It was far from vintage Arsenal. The swagger and confidence of the opening month of the Premiership campaign was some distance away, but most importantly they began their Champions League campaign with three points.
After the Gunners' traumatic opening to their 2003/04 campaign, when they slumped to a 3-0 home defeat to Inter Milan, it was vital that they avoided such a slip-up against PSV Eindhoven.
Manager Arsene Wenger has made it clear that Champions League success is vital if they are to be considered as one of the truly great teams. And last season's quarter-final defeat at the hands of Chelsea caused as much hurt as the Premiership title brought elation.
PSV's tactics were clear from the off. They came for the draw; playing Gerald Sibon as a lone striker and packing the midfield and aiming to keep it tight.
But Arsenal regularly caused the Dutch side problems and it was no surprise when the opener finally came just before the break, even if it was via the outstretched leg of defender Alex.
Following a strong first half, Arsenal found it hard going after the interval. And when PSV stepped up the pace in the final 20 minutes there was definite anxiety on the North Bank. Indeed, had substitute Jan Vennegoor of Hesselink not squandered a gilt-edged opportunity, after being picked out by Lee Young-Po, it could all have been so different.
There was little for the Arsenal fans to get excited about, and as such they did nothing to suggest Highbury has left its 'library' reputation behind. The atmosphere was very different last month when they claimed their 'unbeaten record' against Blackburn Rovers.
Although Arsenal will be determined to keep hold of their Premiership title, they must stamp their authority on Europe. There is no doubt they will enter the winter months - the wind suggested it had already arrived in north London on Tuesday - as a surefire bet to make the knockout stages once again. But when the competition has reached the business stage in the past they have faltered.
With PSV out of the way, Arsenal now wrestle with their away day demons. They will be expected to convincingly dispatch both Rosenborg and Panathinaikos, which should give the side renewed confidence on the European stage.

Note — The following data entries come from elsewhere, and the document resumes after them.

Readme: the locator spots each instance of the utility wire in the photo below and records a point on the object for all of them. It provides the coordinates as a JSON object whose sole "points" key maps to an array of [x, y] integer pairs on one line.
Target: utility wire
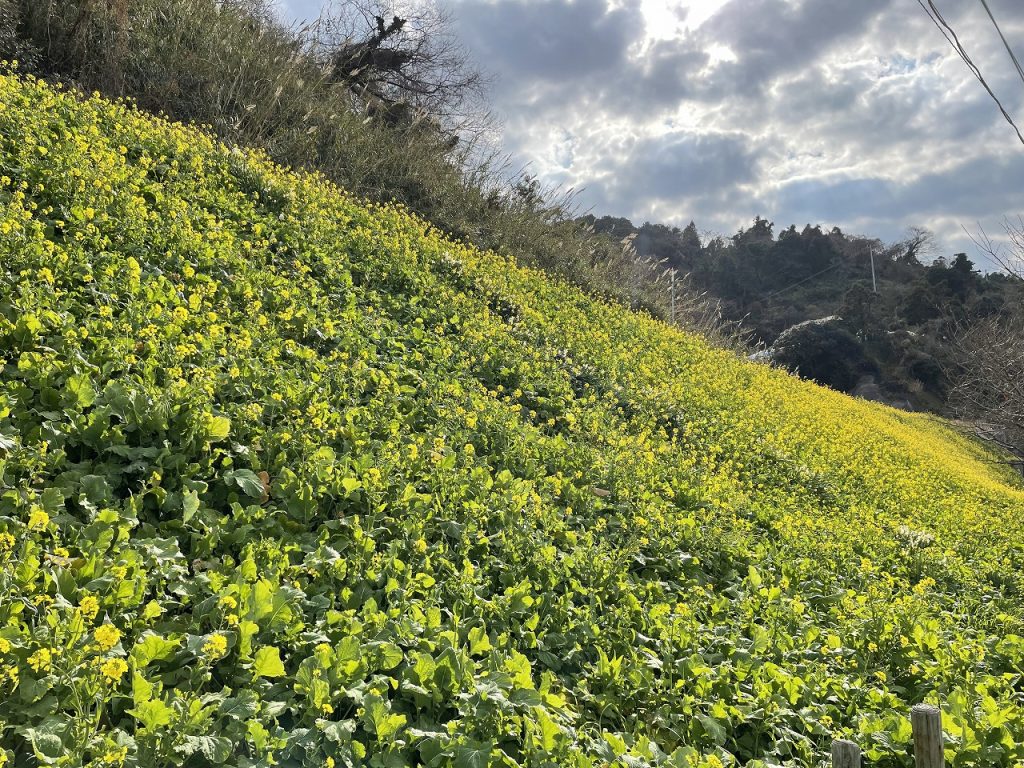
{"points": [[801, 282], [953, 40], [1013, 56]]}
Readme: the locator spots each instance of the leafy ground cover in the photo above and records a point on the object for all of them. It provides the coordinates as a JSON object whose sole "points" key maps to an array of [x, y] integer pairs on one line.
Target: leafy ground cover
{"points": [[288, 479]]}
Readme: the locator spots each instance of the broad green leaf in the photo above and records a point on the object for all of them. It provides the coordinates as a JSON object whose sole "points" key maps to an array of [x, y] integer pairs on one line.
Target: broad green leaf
{"points": [[248, 480], [479, 643], [153, 647], [189, 505], [81, 390], [153, 714], [472, 755], [218, 427], [267, 663], [214, 749], [379, 719]]}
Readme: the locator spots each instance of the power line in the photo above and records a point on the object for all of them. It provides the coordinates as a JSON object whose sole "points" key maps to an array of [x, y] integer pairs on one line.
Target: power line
{"points": [[953, 40], [801, 282], [1006, 44]]}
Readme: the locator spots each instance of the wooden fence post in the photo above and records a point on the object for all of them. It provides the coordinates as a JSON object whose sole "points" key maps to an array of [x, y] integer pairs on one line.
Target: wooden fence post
{"points": [[926, 720], [845, 754]]}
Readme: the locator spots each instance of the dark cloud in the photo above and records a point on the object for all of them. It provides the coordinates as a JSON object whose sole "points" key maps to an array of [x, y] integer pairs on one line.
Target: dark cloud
{"points": [[853, 113], [680, 167], [771, 38], [530, 42]]}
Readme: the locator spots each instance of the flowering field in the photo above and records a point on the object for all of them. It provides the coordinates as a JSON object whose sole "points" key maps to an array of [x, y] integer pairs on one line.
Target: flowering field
{"points": [[290, 480]]}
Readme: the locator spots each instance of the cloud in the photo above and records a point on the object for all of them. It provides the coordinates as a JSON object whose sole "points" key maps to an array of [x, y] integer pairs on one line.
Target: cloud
{"points": [[832, 112]]}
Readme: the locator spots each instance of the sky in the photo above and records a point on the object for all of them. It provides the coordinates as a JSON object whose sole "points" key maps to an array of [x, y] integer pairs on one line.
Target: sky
{"points": [[854, 114]]}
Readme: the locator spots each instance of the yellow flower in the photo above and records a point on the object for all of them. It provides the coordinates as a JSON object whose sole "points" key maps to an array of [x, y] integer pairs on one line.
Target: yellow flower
{"points": [[115, 757], [228, 602], [88, 606], [40, 660], [216, 646], [107, 636], [114, 670]]}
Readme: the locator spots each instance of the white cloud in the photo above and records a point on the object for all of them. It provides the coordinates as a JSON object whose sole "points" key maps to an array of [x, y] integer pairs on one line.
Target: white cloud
{"points": [[833, 112]]}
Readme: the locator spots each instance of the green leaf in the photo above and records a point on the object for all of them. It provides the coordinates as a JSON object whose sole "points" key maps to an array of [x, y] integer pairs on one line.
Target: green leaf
{"points": [[242, 707], [713, 728], [479, 643], [217, 427], [379, 720], [472, 755], [214, 749], [247, 480], [153, 647], [153, 714], [390, 655], [339, 731], [81, 390], [267, 663], [189, 505]]}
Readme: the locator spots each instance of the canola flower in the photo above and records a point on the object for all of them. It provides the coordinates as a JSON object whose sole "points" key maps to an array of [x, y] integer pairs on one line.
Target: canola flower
{"points": [[371, 459], [41, 659], [113, 670], [107, 636], [88, 606], [215, 646]]}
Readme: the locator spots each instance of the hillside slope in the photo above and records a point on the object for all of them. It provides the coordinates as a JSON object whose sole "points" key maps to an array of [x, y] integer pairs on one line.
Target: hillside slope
{"points": [[288, 479]]}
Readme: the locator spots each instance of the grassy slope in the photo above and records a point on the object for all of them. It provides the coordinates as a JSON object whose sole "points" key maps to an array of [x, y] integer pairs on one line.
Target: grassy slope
{"points": [[498, 522]]}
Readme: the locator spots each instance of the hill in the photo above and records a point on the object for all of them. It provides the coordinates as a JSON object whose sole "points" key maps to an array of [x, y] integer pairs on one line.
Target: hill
{"points": [[894, 322], [292, 479]]}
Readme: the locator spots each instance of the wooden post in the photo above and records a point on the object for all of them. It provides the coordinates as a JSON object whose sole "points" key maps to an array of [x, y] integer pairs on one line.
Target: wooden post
{"points": [[845, 754], [926, 720]]}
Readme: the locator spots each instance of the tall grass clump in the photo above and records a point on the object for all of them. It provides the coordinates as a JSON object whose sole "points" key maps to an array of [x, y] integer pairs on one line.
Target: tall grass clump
{"points": [[422, 139]]}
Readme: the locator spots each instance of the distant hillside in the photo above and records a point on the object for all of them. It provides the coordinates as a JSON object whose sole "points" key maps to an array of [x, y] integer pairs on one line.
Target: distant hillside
{"points": [[292, 479], [896, 335]]}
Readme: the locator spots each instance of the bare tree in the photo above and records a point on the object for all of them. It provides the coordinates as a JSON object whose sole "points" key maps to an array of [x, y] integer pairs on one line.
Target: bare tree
{"points": [[988, 379], [1008, 254], [403, 64], [919, 243]]}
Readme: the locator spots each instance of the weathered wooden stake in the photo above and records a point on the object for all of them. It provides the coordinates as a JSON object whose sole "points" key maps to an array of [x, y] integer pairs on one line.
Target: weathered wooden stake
{"points": [[845, 754], [927, 723]]}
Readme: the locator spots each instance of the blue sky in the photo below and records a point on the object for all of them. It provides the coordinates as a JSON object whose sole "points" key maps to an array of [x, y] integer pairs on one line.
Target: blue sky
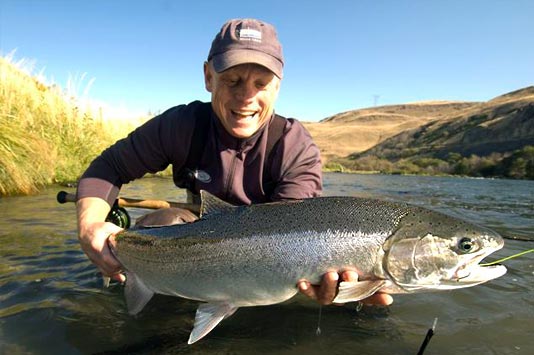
{"points": [[340, 55]]}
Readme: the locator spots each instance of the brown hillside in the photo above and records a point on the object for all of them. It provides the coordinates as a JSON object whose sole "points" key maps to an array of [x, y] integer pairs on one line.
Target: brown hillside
{"points": [[503, 124], [359, 130]]}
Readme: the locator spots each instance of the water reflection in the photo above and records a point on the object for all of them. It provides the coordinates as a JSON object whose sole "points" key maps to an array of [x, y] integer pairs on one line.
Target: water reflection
{"points": [[51, 300]]}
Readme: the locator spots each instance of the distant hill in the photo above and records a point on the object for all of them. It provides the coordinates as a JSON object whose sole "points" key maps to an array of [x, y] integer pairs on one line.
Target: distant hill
{"points": [[502, 124], [493, 138], [359, 130]]}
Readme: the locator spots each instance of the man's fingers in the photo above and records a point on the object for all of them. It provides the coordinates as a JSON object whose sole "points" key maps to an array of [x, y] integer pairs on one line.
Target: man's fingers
{"points": [[378, 299], [328, 289]]}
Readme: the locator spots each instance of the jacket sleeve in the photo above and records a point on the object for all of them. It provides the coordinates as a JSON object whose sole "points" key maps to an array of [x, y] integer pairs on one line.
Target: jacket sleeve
{"points": [[297, 164], [148, 149]]}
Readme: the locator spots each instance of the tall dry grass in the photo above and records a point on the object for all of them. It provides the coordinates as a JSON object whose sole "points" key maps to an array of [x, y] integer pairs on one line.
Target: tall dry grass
{"points": [[45, 136]]}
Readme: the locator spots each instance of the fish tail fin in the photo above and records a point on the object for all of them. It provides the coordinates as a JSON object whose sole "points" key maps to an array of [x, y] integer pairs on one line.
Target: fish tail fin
{"points": [[137, 293], [207, 317]]}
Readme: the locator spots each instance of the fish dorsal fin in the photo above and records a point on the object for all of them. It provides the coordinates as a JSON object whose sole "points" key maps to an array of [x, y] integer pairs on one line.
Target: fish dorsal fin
{"points": [[207, 317], [137, 293], [212, 204]]}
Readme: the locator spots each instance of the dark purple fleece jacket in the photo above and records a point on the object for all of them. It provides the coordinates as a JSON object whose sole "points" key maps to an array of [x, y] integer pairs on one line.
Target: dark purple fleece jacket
{"points": [[234, 165]]}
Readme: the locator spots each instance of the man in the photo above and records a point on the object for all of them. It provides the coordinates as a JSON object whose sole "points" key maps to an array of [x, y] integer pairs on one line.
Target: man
{"points": [[237, 162]]}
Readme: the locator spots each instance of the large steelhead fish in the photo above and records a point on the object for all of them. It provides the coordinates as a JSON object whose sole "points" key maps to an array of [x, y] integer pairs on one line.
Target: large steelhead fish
{"points": [[254, 255]]}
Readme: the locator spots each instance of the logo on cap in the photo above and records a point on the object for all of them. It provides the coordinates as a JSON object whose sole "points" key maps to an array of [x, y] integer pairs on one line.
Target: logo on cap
{"points": [[248, 34]]}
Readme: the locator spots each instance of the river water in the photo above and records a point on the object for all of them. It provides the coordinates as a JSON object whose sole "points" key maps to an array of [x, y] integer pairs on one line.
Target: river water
{"points": [[52, 300]]}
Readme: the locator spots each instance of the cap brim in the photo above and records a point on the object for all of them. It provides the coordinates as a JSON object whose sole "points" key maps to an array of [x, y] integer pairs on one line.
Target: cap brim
{"points": [[226, 60]]}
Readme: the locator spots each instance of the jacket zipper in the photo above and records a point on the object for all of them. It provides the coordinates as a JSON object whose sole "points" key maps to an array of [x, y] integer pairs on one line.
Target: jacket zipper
{"points": [[230, 180]]}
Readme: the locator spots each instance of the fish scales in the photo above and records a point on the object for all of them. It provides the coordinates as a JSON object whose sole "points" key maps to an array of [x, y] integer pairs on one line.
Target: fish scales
{"points": [[255, 255]]}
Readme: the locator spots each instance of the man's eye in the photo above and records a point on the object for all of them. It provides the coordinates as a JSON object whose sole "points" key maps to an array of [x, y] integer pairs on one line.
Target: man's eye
{"points": [[232, 82]]}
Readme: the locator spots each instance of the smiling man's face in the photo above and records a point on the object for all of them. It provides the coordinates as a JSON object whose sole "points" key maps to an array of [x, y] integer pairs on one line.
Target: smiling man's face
{"points": [[242, 97]]}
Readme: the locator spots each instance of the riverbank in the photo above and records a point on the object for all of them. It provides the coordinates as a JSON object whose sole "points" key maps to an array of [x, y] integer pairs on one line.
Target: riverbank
{"points": [[46, 134]]}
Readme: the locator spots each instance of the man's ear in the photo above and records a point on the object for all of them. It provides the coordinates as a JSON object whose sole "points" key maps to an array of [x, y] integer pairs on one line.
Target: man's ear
{"points": [[208, 77]]}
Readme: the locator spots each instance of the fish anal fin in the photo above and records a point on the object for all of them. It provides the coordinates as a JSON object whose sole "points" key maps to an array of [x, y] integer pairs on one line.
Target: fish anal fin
{"points": [[211, 204], [207, 317], [352, 291], [137, 293]]}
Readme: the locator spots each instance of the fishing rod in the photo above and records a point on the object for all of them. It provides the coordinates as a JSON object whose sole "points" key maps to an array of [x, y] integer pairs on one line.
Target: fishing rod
{"points": [[118, 213]]}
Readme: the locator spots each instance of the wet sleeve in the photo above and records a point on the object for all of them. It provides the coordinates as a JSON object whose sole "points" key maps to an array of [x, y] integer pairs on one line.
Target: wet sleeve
{"points": [[298, 165], [148, 149]]}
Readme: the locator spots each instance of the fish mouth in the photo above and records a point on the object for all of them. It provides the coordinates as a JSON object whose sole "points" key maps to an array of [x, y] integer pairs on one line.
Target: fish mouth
{"points": [[473, 273]]}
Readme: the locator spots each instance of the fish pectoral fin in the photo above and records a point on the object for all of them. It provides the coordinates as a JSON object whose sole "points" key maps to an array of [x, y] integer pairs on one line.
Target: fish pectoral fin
{"points": [[207, 317], [357, 290], [137, 293]]}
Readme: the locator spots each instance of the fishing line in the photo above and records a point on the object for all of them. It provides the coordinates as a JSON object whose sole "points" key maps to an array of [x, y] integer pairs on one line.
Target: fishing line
{"points": [[318, 330], [429, 335], [508, 258]]}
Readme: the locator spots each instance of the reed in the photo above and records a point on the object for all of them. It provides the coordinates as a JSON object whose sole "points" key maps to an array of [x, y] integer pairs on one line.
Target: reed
{"points": [[45, 136]]}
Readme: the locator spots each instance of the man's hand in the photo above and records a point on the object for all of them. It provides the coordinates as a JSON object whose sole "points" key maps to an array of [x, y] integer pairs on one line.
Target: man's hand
{"points": [[327, 290], [93, 234]]}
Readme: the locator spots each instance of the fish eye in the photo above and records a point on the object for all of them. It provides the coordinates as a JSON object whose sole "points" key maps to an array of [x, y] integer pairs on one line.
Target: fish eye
{"points": [[466, 245]]}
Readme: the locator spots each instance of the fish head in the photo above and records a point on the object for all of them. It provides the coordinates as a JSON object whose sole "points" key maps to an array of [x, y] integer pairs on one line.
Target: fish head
{"points": [[432, 251]]}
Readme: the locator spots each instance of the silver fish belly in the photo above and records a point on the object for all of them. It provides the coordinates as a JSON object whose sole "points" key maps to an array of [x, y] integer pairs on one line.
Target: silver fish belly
{"points": [[255, 255]]}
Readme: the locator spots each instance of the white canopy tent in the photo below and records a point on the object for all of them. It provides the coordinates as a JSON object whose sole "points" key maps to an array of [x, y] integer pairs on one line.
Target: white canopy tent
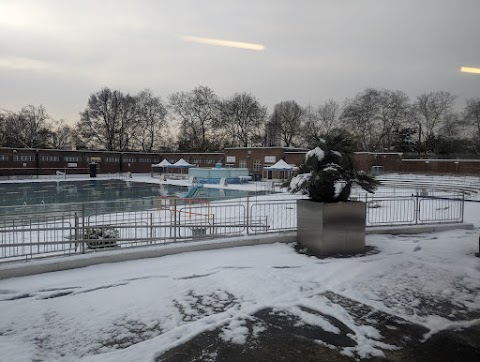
{"points": [[181, 164], [163, 165], [284, 170]]}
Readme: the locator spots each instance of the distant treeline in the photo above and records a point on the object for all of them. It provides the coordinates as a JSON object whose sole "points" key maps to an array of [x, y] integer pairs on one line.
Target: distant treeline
{"points": [[375, 120]]}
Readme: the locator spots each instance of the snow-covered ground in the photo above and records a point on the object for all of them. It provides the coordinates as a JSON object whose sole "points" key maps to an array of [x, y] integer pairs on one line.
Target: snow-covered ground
{"points": [[137, 310]]}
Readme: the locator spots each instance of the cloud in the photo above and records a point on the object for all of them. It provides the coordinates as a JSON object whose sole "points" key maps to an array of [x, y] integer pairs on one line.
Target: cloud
{"points": [[20, 63], [470, 70], [223, 43]]}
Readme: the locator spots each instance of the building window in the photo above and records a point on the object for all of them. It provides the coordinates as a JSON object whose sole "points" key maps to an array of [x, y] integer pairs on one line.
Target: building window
{"points": [[112, 159], [23, 158], [49, 158], [94, 159]]}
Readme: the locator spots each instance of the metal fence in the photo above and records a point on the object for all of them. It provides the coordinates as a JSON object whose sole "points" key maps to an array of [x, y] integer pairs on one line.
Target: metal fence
{"points": [[48, 230]]}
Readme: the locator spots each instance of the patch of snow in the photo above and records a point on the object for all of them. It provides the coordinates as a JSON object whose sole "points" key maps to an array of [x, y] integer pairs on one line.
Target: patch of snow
{"points": [[317, 152]]}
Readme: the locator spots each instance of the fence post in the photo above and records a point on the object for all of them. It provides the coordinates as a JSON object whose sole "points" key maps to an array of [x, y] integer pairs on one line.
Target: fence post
{"points": [[463, 206], [151, 228], [247, 216], [83, 228], [76, 231], [175, 220], [417, 208]]}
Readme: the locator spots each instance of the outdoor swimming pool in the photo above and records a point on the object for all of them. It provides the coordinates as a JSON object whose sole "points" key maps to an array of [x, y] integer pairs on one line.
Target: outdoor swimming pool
{"points": [[67, 192]]}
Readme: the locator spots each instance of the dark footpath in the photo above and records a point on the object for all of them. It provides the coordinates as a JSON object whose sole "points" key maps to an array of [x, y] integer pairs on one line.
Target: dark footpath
{"points": [[279, 336]]}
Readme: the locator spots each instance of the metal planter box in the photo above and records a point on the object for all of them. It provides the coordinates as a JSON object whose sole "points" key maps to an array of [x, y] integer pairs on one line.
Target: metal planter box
{"points": [[331, 228]]}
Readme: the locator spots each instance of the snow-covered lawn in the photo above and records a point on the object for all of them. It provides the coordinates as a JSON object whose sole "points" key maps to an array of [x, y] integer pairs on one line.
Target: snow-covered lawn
{"points": [[138, 310]]}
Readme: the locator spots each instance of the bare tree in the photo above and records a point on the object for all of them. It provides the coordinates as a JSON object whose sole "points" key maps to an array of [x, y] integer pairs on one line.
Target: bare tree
{"points": [[375, 117], [243, 117], [28, 127], [320, 121], [150, 120], [108, 119], [198, 113], [432, 108], [288, 117], [60, 134], [392, 116], [360, 115]]}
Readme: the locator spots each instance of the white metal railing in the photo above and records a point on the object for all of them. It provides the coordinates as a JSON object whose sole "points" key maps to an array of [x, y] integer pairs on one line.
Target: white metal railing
{"points": [[48, 230]]}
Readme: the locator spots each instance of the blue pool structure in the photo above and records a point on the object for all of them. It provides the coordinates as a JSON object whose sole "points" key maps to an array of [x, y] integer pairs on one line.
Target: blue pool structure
{"points": [[69, 192], [219, 175]]}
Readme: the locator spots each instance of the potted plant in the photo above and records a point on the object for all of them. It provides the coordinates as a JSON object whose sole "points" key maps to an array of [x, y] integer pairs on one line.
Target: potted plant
{"points": [[329, 222], [101, 237]]}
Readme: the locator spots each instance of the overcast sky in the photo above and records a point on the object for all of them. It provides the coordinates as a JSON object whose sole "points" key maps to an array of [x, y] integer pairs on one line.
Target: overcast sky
{"points": [[57, 52]]}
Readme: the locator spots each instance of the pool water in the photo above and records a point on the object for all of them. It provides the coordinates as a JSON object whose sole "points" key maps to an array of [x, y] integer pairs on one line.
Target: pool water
{"points": [[67, 192]]}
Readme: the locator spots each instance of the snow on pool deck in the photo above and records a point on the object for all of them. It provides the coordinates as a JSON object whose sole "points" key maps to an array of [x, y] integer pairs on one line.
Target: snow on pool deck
{"points": [[137, 310]]}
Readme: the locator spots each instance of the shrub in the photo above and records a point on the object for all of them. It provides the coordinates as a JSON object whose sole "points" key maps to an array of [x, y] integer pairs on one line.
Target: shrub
{"points": [[328, 176], [101, 237]]}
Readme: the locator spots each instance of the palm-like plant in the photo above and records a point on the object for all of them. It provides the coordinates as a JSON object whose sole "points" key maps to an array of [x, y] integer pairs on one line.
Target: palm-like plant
{"points": [[328, 176]]}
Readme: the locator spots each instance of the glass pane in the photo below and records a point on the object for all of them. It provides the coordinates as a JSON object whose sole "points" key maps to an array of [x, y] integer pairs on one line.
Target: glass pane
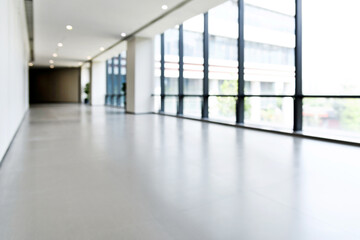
{"points": [[274, 112], [171, 85], [331, 47], [223, 64], [222, 108], [332, 117], [269, 34], [157, 104], [171, 105], [123, 74], [172, 61], [193, 55], [192, 106], [157, 64]]}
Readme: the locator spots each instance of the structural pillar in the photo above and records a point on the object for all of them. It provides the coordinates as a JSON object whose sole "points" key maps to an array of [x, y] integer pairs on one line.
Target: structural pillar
{"points": [[140, 75]]}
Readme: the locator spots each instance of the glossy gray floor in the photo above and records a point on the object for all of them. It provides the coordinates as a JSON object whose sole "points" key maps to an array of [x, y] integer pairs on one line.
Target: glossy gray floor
{"points": [[75, 172]]}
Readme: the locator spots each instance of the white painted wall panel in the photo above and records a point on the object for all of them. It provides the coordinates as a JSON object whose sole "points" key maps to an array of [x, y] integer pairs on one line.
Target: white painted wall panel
{"points": [[14, 55]]}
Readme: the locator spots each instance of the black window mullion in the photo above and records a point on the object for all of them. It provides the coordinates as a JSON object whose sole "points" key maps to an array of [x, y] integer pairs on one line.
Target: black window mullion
{"points": [[162, 77], [298, 108], [240, 103], [205, 102], [180, 109]]}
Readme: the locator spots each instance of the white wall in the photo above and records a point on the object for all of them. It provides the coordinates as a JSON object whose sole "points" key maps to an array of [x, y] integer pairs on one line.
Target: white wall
{"points": [[14, 55], [98, 83], [140, 74]]}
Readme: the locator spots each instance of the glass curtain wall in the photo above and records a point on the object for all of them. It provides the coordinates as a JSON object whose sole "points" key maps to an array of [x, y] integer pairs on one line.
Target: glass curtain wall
{"points": [[269, 62], [223, 61], [171, 74], [193, 58], [116, 81], [331, 61], [294, 71]]}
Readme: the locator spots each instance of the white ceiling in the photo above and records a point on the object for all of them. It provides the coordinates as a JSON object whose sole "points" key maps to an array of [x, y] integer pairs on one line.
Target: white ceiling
{"points": [[99, 23]]}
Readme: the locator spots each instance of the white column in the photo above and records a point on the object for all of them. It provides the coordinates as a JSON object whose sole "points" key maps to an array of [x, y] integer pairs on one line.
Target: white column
{"points": [[98, 83], [140, 74]]}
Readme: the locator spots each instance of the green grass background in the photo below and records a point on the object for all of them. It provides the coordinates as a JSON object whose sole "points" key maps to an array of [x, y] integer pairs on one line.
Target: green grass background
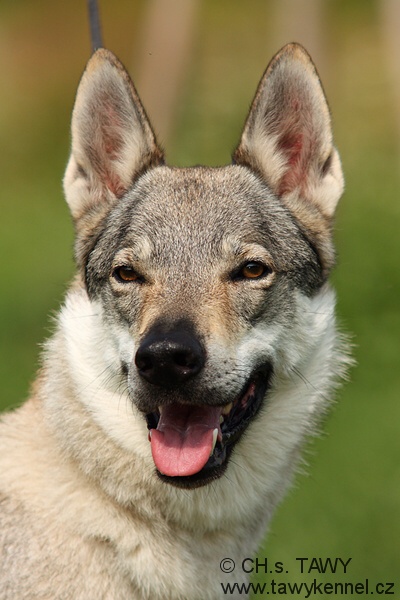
{"points": [[348, 505]]}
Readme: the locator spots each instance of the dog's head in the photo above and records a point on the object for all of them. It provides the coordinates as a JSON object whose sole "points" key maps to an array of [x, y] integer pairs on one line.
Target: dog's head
{"points": [[203, 277]]}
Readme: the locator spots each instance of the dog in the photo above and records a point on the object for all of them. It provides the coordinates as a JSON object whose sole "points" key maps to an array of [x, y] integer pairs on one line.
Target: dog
{"points": [[194, 353]]}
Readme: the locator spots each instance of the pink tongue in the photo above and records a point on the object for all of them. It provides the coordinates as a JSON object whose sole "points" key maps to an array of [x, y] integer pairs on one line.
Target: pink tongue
{"points": [[182, 443]]}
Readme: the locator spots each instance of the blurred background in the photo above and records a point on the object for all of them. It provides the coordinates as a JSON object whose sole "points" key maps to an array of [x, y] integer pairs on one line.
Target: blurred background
{"points": [[196, 64]]}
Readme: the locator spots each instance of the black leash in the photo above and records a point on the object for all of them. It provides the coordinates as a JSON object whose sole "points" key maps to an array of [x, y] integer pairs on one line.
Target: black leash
{"points": [[95, 28]]}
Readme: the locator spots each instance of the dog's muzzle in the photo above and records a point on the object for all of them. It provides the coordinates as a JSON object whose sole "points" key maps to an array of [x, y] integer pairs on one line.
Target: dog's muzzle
{"points": [[191, 443]]}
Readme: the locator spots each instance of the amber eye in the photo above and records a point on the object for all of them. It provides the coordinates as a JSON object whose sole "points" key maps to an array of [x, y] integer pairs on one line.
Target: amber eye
{"points": [[253, 270], [126, 274]]}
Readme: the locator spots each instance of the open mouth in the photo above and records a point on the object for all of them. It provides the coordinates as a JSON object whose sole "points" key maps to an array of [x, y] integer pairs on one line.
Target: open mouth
{"points": [[191, 444]]}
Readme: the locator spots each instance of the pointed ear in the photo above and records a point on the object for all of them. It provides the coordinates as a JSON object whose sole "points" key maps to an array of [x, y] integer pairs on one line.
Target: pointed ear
{"points": [[112, 140], [287, 137]]}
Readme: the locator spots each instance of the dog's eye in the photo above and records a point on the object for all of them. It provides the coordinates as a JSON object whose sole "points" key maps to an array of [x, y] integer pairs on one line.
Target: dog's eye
{"points": [[252, 270], [126, 274]]}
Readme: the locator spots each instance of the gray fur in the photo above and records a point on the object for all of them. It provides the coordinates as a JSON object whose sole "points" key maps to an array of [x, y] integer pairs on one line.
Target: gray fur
{"points": [[83, 511]]}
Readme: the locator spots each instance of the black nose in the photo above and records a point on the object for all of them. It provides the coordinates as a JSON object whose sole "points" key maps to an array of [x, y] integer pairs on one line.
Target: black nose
{"points": [[169, 359]]}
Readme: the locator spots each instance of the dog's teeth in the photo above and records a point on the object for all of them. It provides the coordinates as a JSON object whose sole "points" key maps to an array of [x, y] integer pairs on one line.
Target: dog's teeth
{"points": [[227, 409], [215, 435]]}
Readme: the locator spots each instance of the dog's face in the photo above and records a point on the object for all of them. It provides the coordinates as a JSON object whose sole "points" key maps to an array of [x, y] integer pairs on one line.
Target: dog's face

Although on a domestic level they have proved to be devastating there is a definite hesitancy, a lack of belief, when it comes to the Champions League.
But there really shouldn't be. PSV came to Highbury and played in much the same way many Premiership sides do by looking to keep the game tight with just the one man up front. As such, it remains puzzling that Arsenal find it hard to take the game to their opponents with the same verve and confidence.
They were, of course, stung badly against Chelsea in April. Perhaps too many players, as well as fans, were already contemplating a place in the semi-finals after the draw at Stamford Bridge - especially given their domination over their London rivals in recent seasons. And it is that complacency which looks to have added to their complex against continental sides.
Although the Gunners have not had to endured the most difficult of starts to the domestic season - facing Everton, Middlesbrough, Blackburn, Norwich and Fulham - they have still managed to blow away the opposition - scoring 19 goals in the process - without the considerable talents of skipper Patrick Vieira and Sol Campbell.
Arsenal's strength in depth has now reached a new level, a factor which should aid their bid to conquer Europe.
Francesc Fabregas, the precocious 17-year-old who has performed so magnificently in the absence of Vieira, has now been confined to the bench. But his Champions League debut will come sooner rather than later as the games stack up in the next few weeks.
And the fact that the ever-improving Edu made only his second appearance of the season against PSV, after a prolonged absence due to international commitments with Brazil, serves to underline the overall strength of the squad.
The only area which may concern is the attack. There is a considerable reliance on Thierry Henry and the growing talent of Spanish forward Jose Antonio Reyes, but after that the options are few.
Although Dennis Bergkamp can certainly play as a front line forward, he is more accustomed to a deeper role in his twilight years. With Kanu and Sylvain Wiltord a distant memory, and promising striker Jeremie Aliadiere yet again facing a lengthy spell on the treatment table, the Gunners only have the untried Robin van Persie in reserve.
The former Feyenoord player appeared for the second half of the Community Shield victory over Manchester United, but he has yet to feature in a competitive fixture.
Wenger has been keen to emphasize the need to nurture the 21-year-old before bringing him into the English game, but his inclusion on the bench against PSV indicates that time is fast approaching. As with Fabregas, he will see first team action with the impending increased run of fixtures.
Arsenal could scarcely have wished for a better collection of opponents in Group E for their Champions League campaign. As such they must now go on and impose themselves on the competition.
A repeat of last season's uphill struggle is unimaginable.
They certainly have the squad, but there remains a question over their belief.